Belki farkında değiliz ama iklimlerdeki değişiklik yüzünden sağlığımızdan sosyal yaşantımıza kadar birtakım değişiklikler oluyor.

İş bukadarlada kalmıyor tabii.Bunun ekonomik yansımalarıda oluyor ve farkında olmasakta bunun aile bütçemize yansımalarıda olumsuz .


Dünya Ekonomik Raporu’nun bu yılki Küresel Risk Raporu’na göre, etkisi bakımından 2017’de dünyanın karşı karşıya olduğu en büyük beş riskin biri kitlesel imha silahları, diğer dördü iklimle ilgili: şiddetli hava şartları, su krizi, büyük doğal felaketler, iklim değişikliğine karşı uyum tedbirlerinin alınmaması idi.

Dünya Sağlık Örgütü, 2030-50 arasında, iklim değişikliğine bağlı olarak yılda 250 bin ekstra ölüm bekliyor.
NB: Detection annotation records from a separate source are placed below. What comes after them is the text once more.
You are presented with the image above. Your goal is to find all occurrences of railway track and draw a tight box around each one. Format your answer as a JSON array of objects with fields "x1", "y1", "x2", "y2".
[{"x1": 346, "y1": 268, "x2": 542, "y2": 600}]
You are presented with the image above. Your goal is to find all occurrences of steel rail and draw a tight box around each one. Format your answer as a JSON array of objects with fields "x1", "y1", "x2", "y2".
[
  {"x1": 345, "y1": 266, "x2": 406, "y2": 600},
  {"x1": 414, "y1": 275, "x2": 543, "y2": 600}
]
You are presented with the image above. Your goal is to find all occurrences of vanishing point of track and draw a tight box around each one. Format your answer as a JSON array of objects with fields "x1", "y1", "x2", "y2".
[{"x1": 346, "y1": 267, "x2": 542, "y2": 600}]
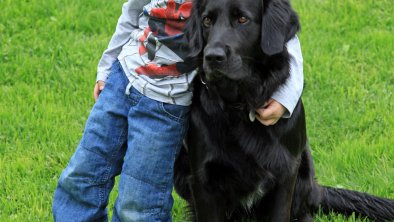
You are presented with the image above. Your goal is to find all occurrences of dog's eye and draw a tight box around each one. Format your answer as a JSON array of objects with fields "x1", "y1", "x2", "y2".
[
  {"x1": 202, "y1": 17, "x2": 212, "y2": 28},
  {"x1": 238, "y1": 16, "x2": 249, "y2": 24}
]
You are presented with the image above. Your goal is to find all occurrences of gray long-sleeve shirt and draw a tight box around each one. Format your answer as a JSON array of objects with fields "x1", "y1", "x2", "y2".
[{"x1": 97, "y1": 0, "x2": 304, "y2": 117}]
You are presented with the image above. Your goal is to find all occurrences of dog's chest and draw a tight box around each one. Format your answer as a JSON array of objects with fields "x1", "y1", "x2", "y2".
[{"x1": 241, "y1": 182, "x2": 266, "y2": 211}]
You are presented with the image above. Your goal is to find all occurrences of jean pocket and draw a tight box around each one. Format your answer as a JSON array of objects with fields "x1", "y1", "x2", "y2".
[{"x1": 160, "y1": 102, "x2": 190, "y2": 121}]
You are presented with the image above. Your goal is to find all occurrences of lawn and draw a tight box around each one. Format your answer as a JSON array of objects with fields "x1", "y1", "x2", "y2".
[{"x1": 0, "y1": 0, "x2": 394, "y2": 221}]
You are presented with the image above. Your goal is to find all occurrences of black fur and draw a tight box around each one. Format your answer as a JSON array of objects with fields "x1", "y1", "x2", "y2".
[{"x1": 174, "y1": 0, "x2": 394, "y2": 222}]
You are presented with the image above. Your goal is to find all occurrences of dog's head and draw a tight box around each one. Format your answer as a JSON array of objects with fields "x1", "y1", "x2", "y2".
[{"x1": 186, "y1": 0, "x2": 299, "y2": 81}]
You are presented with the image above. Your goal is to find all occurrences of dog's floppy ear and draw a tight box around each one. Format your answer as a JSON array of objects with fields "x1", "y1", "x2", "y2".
[
  {"x1": 185, "y1": 0, "x2": 204, "y2": 58},
  {"x1": 260, "y1": 0, "x2": 300, "y2": 55}
]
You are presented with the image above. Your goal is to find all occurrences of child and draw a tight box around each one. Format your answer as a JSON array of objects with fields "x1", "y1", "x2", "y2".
[{"x1": 53, "y1": 0, "x2": 303, "y2": 221}]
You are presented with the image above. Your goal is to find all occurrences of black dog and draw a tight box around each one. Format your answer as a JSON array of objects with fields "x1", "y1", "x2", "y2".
[{"x1": 175, "y1": 0, "x2": 394, "y2": 222}]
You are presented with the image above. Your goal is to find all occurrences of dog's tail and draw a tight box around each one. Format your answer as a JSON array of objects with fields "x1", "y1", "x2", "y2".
[
  {"x1": 174, "y1": 144, "x2": 191, "y2": 200},
  {"x1": 320, "y1": 186, "x2": 394, "y2": 221}
]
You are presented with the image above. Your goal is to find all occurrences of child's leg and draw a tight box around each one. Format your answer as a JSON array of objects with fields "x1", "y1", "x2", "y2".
[
  {"x1": 52, "y1": 62, "x2": 130, "y2": 221},
  {"x1": 113, "y1": 89, "x2": 190, "y2": 222}
]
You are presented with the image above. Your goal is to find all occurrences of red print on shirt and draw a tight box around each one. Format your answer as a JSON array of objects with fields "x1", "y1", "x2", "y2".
[{"x1": 151, "y1": 0, "x2": 192, "y2": 36}]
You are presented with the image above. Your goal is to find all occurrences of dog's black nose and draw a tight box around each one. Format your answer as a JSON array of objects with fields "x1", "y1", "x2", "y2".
[{"x1": 204, "y1": 48, "x2": 227, "y2": 64}]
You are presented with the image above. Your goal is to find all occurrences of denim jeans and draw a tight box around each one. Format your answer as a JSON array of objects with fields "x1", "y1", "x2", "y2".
[{"x1": 52, "y1": 62, "x2": 190, "y2": 222}]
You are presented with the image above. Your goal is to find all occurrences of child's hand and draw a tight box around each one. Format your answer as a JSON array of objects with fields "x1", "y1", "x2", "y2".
[
  {"x1": 256, "y1": 99, "x2": 286, "y2": 126},
  {"x1": 93, "y1": 80, "x2": 105, "y2": 100}
]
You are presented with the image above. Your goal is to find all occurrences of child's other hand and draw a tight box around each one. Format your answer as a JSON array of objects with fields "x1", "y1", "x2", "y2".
[
  {"x1": 93, "y1": 80, "x2": 105, "y2": 100},
  {"x1": 256, "y1": 99, "x2": 286, "y2": 126}
]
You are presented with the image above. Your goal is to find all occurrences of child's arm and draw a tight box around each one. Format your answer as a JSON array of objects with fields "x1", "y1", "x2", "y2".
[
  {"x1": 93, "y1": 0, "x2": 150, "y2": 99},
  {"x1": 256, "y1": 36, "x2": 304, "y2": 126}
]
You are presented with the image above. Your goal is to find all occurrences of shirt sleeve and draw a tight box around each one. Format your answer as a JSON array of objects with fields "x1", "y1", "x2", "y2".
[
  {"x1": 272, "y1": 36, "x2": 304, "y2": 118},
  {"x1": 96, "y1": 0, "x2": 150, "y2": 81}
]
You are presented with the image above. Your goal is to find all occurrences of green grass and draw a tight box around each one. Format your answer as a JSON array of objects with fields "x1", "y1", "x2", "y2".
[{"x1": 0, "y1": 0, "x2": 394, "y2": 221}]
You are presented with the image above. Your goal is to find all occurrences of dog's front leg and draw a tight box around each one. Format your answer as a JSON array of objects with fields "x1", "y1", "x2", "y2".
[
  {"x1": 191, "y1": 182, "x2": 226, "y2": 222},
  {"x1": 268, "y1": 162, "x2": 298, "y2": 222}
]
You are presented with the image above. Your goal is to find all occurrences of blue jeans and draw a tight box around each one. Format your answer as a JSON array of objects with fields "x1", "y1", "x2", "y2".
[{"x1": 52, "y1": 62, "x2": 190, "y2": 222}]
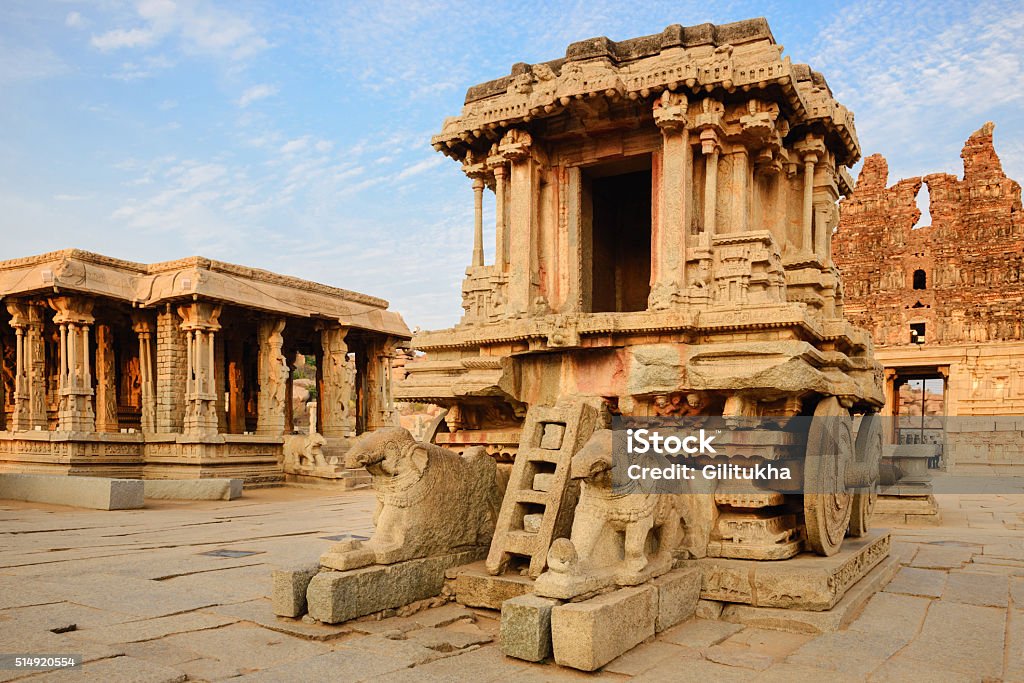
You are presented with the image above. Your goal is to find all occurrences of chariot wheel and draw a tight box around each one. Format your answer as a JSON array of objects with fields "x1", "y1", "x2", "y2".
[
  {"x1": 847, "y1": 414, "x2": 882, "y2": 538},
  {"x1": 804, "y1": 396, "x2": 853, "y2": 556}
]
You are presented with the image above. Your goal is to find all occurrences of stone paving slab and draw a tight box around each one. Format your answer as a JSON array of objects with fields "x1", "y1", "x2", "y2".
[
  {"x1": 894, "y1": 601, "x2": 1007, "y2": 680},
  {"x1": 31, "y1": 656, "x2": 187, "y2": 683},
  {"x1": 0, "y1": 489, "x2": 1024, "y2": 683},
  {"x1": 883, "y1": 567, "x2": 948, "y2": 598},
  {"x1": 75, "y1": 612, "x2": 238, "y2": 644},
  {"x1": 158, "y1": 624, "x2": 328, "y2": 671},
  {"x1": 942, "y1": 571, "x2": 1010, "y2": 607}
]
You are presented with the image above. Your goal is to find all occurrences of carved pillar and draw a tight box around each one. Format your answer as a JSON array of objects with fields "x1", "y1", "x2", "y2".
[
  {"x1": 157, "y1": 304, "x2": 187, "y2": 434},
  {"x1": 648, "y1": 90, "x2": 691, "y2": 309},
  {"x1": 49, "y1": 296, "x2": 96, "y2": 432},
  {"x1": 473, "y1": 177, "x2": 483, "y2": 267},
  {"x1": 499, "y1": 128, "x2": 538, "y2": 315},
  {"x1": 256, "y1": 317, "x2": 288, "y2": 436},
  {"x1": 730, "y1": 146, "x2": 751, "y2": 232},
  {"x1": 364, "y1": 337, "x2": 395, "y2": 435},
  {"x1": 131, "y1": 311, "x2": 157, "y2": 434},
  {"x1": 7, "y1": 301, "x2": 47, "y2": 431},
  {"x1": 494, "y1": 159, "x2": 509, "y2": 272},
  {"x1": 225, "y1": 339, "x2": 246, "y2": 434},
  {"x1": 700, "y1": 135, "x2": 722, "y2": 239},
  {"x1": 317, "y1": 325, "x2": 355, "y2": 438},
  {"x1": 178, "y1": 301, "x2": 220, "y2": 436},
  {"x1": 794, "y1": 135, "x2": 825, "y2": 258},
  {"x1": 96, "y1": 325, "x2": 120, "y2": 432}
]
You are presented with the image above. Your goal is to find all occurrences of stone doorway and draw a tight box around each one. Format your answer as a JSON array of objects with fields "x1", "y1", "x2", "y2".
[
  {"x1": 584, "y1": 156, "x2": 651, "y2": 312},
  {"x1": 893, "y1": 370, "x2": 946, "y2": 469}
]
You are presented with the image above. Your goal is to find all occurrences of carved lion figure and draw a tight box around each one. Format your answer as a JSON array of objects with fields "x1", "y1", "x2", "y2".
[
  {"x1": 534, "y1": 429, "x2": 712, "y2": 599},
  {"x1": 321, "y1": 427, "x2": 502, "y2": 569}
]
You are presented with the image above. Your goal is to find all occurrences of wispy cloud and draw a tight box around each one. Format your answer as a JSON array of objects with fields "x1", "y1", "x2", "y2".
[
  {"x1": 239, "y1": 83, "x2": 278, "y2": 108},
  {"x1": 91, "y1": 0, "x2": 269, "y2": 59}
]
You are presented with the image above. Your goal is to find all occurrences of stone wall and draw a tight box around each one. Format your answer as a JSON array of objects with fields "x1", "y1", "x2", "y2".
[
  {"x1": 833, "y1": 123, "x2": 1024, "y2": 472},
  {"x1": 833, "y1": 123, "x2": 1024, "y2": 348},
  {"x1": 157, "y1": 307, "x2": 186, "y2": 433}
]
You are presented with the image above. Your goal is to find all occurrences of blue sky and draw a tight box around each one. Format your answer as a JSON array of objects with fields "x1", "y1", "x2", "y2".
[{"x1": 0, "y1": 0, "x2": 1024, "y2": 329}]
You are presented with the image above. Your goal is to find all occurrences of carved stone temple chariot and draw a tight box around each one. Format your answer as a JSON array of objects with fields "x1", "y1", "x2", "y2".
[{"x1": 284, "y1": 15, "x2": 891, "y2": 670}]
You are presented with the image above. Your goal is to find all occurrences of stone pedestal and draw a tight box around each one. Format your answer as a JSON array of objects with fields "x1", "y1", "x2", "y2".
[
  {"x1": 306, "y1": 552, "x2": 477, "y2": 624},
  {"x1": 449, "y1": 562, "x2": 534, "y2": 609},
  {"x1": 692, "y1": 529, "x2": 890, "y2": 611}
]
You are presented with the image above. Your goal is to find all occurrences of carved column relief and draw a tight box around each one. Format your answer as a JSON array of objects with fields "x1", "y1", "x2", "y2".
[
  {"x1": 488, "y1": 163, "x2": 509, "y2": 272},
  {"x1": 226, "y1": 339, "x2": 246, "y2": 434},
  {"x1": 730, "y1": 145, "x2": 751, "y2": 232},
  {"x1": 498, "y1": 128, "x2": 538, "y2": 315},
  {"x1": 178, "y1": 301, "x2": 220, "y2": 436},
  {"x1": 648, "y1": 90, "x2": 692, "y2": 309},
  {"x1": 96, "y1": 325, "x2": 119, "y2": 432},
  {"x1": 473, "y1": 177, "x2": 483, "y2": 267},
  {"x1": 794, "y1": 136, "x2": 824, "y2": 258},
  {"x1": 7, "y1": 301, "x2": 47, "y2": 431},
  {"x1": 49, "y1": 296, "x2": 96, "y2": 432},
  {"x1": 132, "y1": 311, "x2": 157, "y2": 434},
  {"x1": 318, "y1": 326, "x2": 355, "y2": 438},
  {"x1": 256, "y1": 317, "x2": 288, "y2": 436}
]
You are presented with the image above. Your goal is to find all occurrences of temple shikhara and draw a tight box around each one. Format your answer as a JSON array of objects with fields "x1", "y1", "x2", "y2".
[
  {"x1": 834, "y1": 123, "x2": 1024, "y2": 473},
  {"x1": 0, "y1": 250, "x2": 410, "y2": 486},
  {"x1": 0, "y1": 12, "x2": 1024, "y2": 681}
]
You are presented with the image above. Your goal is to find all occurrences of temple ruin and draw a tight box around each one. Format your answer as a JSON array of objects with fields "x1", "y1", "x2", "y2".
[
  {"x1": 0, "y1": 250, "x2": 410, "y2": 486},
  {"x1": 834, "y1": 123, "x2": 1024, "y2": 473},
  {"x1": 329, "y1": 19, "x2": 894, "y2": 671}
]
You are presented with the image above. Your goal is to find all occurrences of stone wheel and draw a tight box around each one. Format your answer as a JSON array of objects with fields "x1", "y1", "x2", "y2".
[
  {"x1": 804, "y1": 396, "x2": 853, "y2": 556},
  {"x1": 848, "y1": 414, "x2": 882, "y2": 538}
]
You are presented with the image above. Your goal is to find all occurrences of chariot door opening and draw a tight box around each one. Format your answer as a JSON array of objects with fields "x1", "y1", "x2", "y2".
[{"x1": 582, "y1": 156, "x2": 651, "y2": 312}]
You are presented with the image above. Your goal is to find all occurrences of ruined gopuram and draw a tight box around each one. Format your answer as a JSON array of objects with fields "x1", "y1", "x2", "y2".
[
  {"x1": 396, "y1": 19, "x2": 888, "y2": 668},
  {"x1": 0, "y1": 250, "x2": 410, "y2": 485},
  {"x1": 834, "y1": 123, "x2": 1024, "y2": 473}
]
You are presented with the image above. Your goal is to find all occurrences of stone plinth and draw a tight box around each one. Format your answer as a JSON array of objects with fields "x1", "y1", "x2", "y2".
[
  {"x1": 551, "y1": 585, "x2": 657, "y2": 671},
  {"x1": 693, "y1": 530, "x2": 890, "y2": 611},
  {"x1": 449, "y1": 562, "x2": 534, "y2": 609},
  {"x1": 501, "y1": 593, "x2": 561, "y2": 661},
  {"x1": 0, "y1": 474, "x2": 143, "y2": 510},
  {"x1": 306, "y1": 552, "x2": 479, "y2": 624},
  {"x1": 144, "y1": 479, "x2": 243, "y2": 501}
]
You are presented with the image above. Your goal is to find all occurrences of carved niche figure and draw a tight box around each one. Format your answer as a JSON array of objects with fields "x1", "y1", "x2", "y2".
[{"x1": 321, "y1": 427, "x2": 503, "y2": 570}]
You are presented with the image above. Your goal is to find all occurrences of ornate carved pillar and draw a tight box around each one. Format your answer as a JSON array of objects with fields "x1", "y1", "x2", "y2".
[
  {"x1": 225, "y1": 339, "x2": 246, "y2": 434},
  {"x1": 317, "y1": 325, "x2": 355, "y2": 438},
  {"x1": 178, "y1": 301, "x2": 220, "y2": 436},
  {"x1": 96, "y1": 325, "x2": 120, "y2": 432},
  {"x1": 729, "y1": 144, "x2": 751, "y2": 232},
  {"x1": 362, "y1": 337, "x2": 397, "y2": 435},
  {"x1": 131, "y1": 310, "x2": 157, "y2": 434},
  {"x1": 473, "y1": 177, "x2": 483, "y2": 267},
  {"x1": 498, "y1": 128, "x2": 538, "y2": 315},
  {"x1": 794, "y1": 135, "x2": 825, "y2": 258},
  {"x1": 648, "y1": 90, "x2": 692, "y2": 309},
  {"x1": 49, "y1": 296, "x2": 96, "y2": 432},
  {"x1": 156, "y1": 304, "x2": 188, "y2": 434},
  {"x1": 7, "y1": 301, "x2": 47, "y2": 431},
  {"x1": 692, "y1": 97, "x2": 725, "y2": 247},
  {"x1": 256, "y1": 317, "x2": 288, "y2": 436},
  {"x1": 488, "y1": 163, "x2": 509, "y2": 272},
  {"x1": 700, "y1": 135, "x2": 722, "y2": 240}
]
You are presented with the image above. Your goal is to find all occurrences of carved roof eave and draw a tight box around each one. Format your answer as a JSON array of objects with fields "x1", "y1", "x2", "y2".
[
  {"x1": 431, "y1": 44, "x2": 860, "y2": 165},
  {"x1": 413, "y1": 303, "x2": 869, "y2": 352},
  {"x1": 0, "y1": 249, "x2": 412, "y2": 340}
]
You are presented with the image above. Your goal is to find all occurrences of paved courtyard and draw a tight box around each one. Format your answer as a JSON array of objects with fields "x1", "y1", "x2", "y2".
[{"x1": 0, "y1": 477, "x2": 1024, "y2": 683}]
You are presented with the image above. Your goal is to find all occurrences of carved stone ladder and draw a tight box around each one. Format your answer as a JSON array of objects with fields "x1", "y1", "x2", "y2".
[{"x1": 486, "y1": 399, "x2": 603, "y2": 579}]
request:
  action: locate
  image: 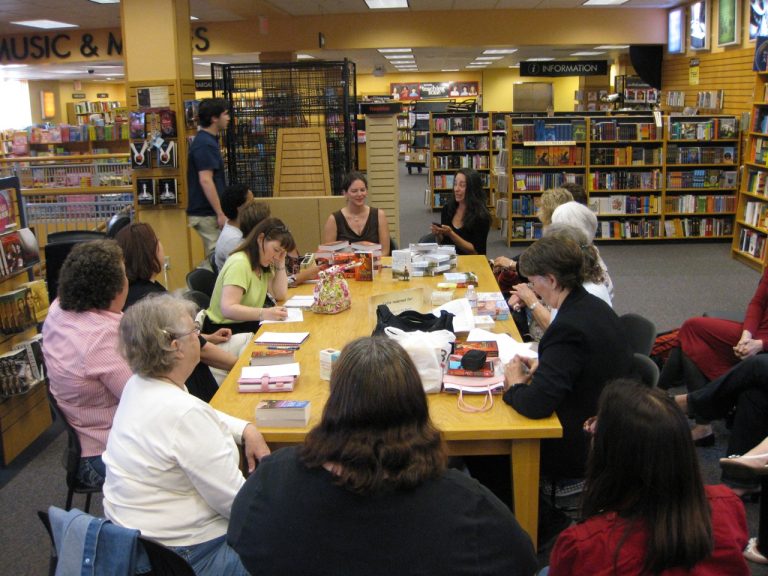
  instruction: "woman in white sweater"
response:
[103,295,269,576]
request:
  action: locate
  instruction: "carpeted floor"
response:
[0,162,768,576]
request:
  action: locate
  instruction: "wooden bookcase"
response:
[731,72,768,271]
[507,115,736,244]
[429,112,491,210]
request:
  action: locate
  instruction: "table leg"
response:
[511,439,539,547]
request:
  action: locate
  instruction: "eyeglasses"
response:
[174,322,200,340]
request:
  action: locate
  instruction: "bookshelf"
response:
[429,112,491,209]
[500,115,740,244]
[507,116,588,243]
[731,72,768,271]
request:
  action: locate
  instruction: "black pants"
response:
[688,354,768,454]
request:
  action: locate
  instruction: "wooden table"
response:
[211,256,563,543]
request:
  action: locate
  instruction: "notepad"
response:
[254,332,309,344]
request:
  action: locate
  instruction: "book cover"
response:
[136,178,155,206]
[256,400,311,427]
[455,340,499,358]
[157,178,179,204]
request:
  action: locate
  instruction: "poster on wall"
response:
[688,0,709,50]
[667,8,685,54]
[717,0,740,46]
[749,0,768,40]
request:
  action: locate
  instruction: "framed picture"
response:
[717,0,741,46]
[749,0,768,40]
[667,8,685,54]
[688,0,709,50]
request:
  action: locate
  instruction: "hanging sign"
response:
[520,60,608,76]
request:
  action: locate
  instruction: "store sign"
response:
[520,60,608,76]
[389,82,478,100]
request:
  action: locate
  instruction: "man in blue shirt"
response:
[187,98,229,255]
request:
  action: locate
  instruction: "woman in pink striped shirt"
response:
[43,240,131,486]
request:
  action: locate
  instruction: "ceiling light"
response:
[365,0,408,10]
[11,20,78,30]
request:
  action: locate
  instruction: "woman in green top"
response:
[203,218,296,334]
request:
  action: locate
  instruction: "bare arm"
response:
[323,214,339,243]
[197,170,227,228]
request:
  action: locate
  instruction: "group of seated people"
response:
[43,170,768,576]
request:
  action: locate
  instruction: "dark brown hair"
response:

Avrupa Çevre Ajansı’nca (AÇA) tarafından Avrupa’daki geçmiş ve öngörülen iklim değişikliklerinin, ekosistemler ve toplum üzerindeki göstergeleri temel alınarak hazırlanan “Avrupa’da iklim Değişikliği, Etkileri ve Kırılganlık 2016 Raporu”na göre 1980’den bu yana meydana gelen aşırı hava olaylarının üye ülkelere maliyeti 400 milyar Avro’yu bulmuş durumda.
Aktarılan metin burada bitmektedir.